Le 22 mars 2004, S., qui est déjà mère d’un enfant de trois ans, accouche à l’improviste. Elle n’avait pas conscience d’être enceinte. Elle présentait ce que les médecins appellent un « déni de grossesse ». Il s’agit d’un état pathologique dans lequel non seulement la femme ne se sait pas enceinte mais, de plus, ne présente aucun des signes habituels de grossesse (ni « masque de grossesse », ni « gros ventre », ni fatigues particulières…). Il s’agit d’une maladie connue des spécialistes et parfaitement documentée. Les experts psychiatres et psychologues mandatés par le juge d’instruction ont reconnu que S. souffrait de ce syndrome. N’ayant pu prendre la mesure de son état, elle accouche seule dans les toilettes de sa maison dans des conditions épouvantables, avec une hémorragie massive. Le nouveau-né ne donne aucun signe de vie, il est ou mort ou en état de mort apparente. Pour que son autre fils -qui à ce moment là est la seule autre personne présente dans la maison- ne voit pas le corps, elle le met dans un sac plastique et le cache dans la machine à laver. Son hémorragie continue. Sa propre vie n’est sauvée qu’in extremis par l’arrivée de son compagnon qui alerte immédiatement le SAMU. Hospitalisée en urgence, S., au sortir de l’hôpital, est admise dans une clinique psychiatrique. Le 29 avril, les gendarmes se présentent à la clinique. Les perfusions lui sont pratiquement arrachées. Elle est incarcérée pour infanticide car, d’après le scénario élaboré par la police puis repris par la justice, elle aurait étouffé volontairement son nouveau-né en l’enveloppant dans ce fameux sac en plastique. Sa famille et ses amis ont très rapidement mis en relief les incohérences de ce scénario en établissant que S. ne présentait aucun signe de grossesse , qu’il n’y avait aucun mobile pour qu’elle tue son bébé …
Au cours de l’été, un examen de laboratoire, une expertise anatomopathologique (c’est-à-dire l’étude au microscope des différents tissus organiques) est venu effondrer totalement le scénario policier.

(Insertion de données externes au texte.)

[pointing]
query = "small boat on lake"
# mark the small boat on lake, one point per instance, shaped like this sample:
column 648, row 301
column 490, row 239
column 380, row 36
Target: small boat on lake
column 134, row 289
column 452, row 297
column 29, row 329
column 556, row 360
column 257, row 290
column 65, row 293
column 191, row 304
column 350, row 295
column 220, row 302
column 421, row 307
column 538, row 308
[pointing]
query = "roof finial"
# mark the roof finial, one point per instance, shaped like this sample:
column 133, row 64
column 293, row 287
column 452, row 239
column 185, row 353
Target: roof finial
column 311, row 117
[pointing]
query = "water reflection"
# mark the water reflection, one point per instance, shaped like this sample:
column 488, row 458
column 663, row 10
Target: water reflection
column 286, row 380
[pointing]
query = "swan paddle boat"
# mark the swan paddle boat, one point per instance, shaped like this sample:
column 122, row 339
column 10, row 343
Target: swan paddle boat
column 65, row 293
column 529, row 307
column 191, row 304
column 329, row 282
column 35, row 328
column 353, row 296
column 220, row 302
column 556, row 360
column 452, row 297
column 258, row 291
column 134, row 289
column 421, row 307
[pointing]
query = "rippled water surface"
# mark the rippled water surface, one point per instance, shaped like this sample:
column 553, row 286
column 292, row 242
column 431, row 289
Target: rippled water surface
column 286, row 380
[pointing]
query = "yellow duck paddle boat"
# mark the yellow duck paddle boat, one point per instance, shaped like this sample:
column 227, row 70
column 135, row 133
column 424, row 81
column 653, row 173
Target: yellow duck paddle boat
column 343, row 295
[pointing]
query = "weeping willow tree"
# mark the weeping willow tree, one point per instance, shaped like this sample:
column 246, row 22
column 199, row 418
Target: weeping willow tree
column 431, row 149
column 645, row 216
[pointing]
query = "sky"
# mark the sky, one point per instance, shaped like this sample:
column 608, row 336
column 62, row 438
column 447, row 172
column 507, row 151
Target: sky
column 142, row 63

L’experte, Professeur à la faculté de médecine, choisie par la juge d’instruction, a en effet établi de façon irréfutable, « l’absence de stigmates pouvant évoquer une asphyxie ou une suffocation », apportant ainsi la preuve scientifique que S. n’avait pas étouffé son bébé. De plus elle a établi la présence de liquide amniotique dans les poumons du nouveau-né, ce qui est tout à fait compatible avec les descriptions de S. concernant l’état de mort au moins apparente du nouveau-né. Ajoutons que l’inhalation de liquide amniotique est en soi une cause potentielle de décès spontané d’un nouveau-né par détresse respiratoire quand il n’y a pas une prise en charge spécialisée en urgence.
Comme il n’y a par ailleurs aucun signe de violences ou de cause provoquée de mort, la conclusion s’impose d’elle-même : Les causes du décès sont naturelles.
Otage a seysses
Ce rapport d’expertise tout à fait essentiel a été remis à la justice au mois de juillet. La juge d’instruction serait à ce moment-là partie en vacances sans en avoir connaissance ou sans le lire semble-t-il, et ce jusqu’au 6 septembre. Aucun autre magistrat n’a pris sur soi de faire libérer notre amie, malgré une demande de mise en liberté très argumentée. Voilà l’explication off, très légère il est vrai, que l’on nous a donné sur le « fonctionnement » de l’institution judiciaire pour nous faire patienter. Mais cette explication n’est qu’une explication de circonstance qui empêche d’aller au fond du problème. A savoir de réfléchir sur la nature de cette institution judiciaire. Tout le monde se doute bien que si S. avait été l’épouse d’un notable proche du pouvoir, elle aurait été cru sur parole. Elle a d’emblée décrit l’état de mort, au moins apparente, du nourrisson, elle a présenté indubitablement un déni de grossesse, il n’y avait aucune raison pour ne pas la croire en attendant que les expertises sur les causes de la mort arrivent. D’autant qu’elle était hospitalisée en clinique, les deux psychiatres immédiatement consultés (dont un expert) ayant conclu à la nécessité d’un long traitement. Il n’y avait donc aucune “urgence” à l’emprisonner. Pourtant, on est allé la chercher à la clinique. C’est bien une justice faite pour les puissants qui s’exprime dans ce cas comme dans tant d’autres. S. est en prison parce qu’elle est coupable en tant que femme de n’avoir pu mener jusqu’au bout sa grossesse. C’est vraiment encore la justice “des hommes” dans toute sa splendeur ! Circonstance aggravante pour une magistrature réactionnaire elle vit en union libre, et le couple milite à la CNT-AIT.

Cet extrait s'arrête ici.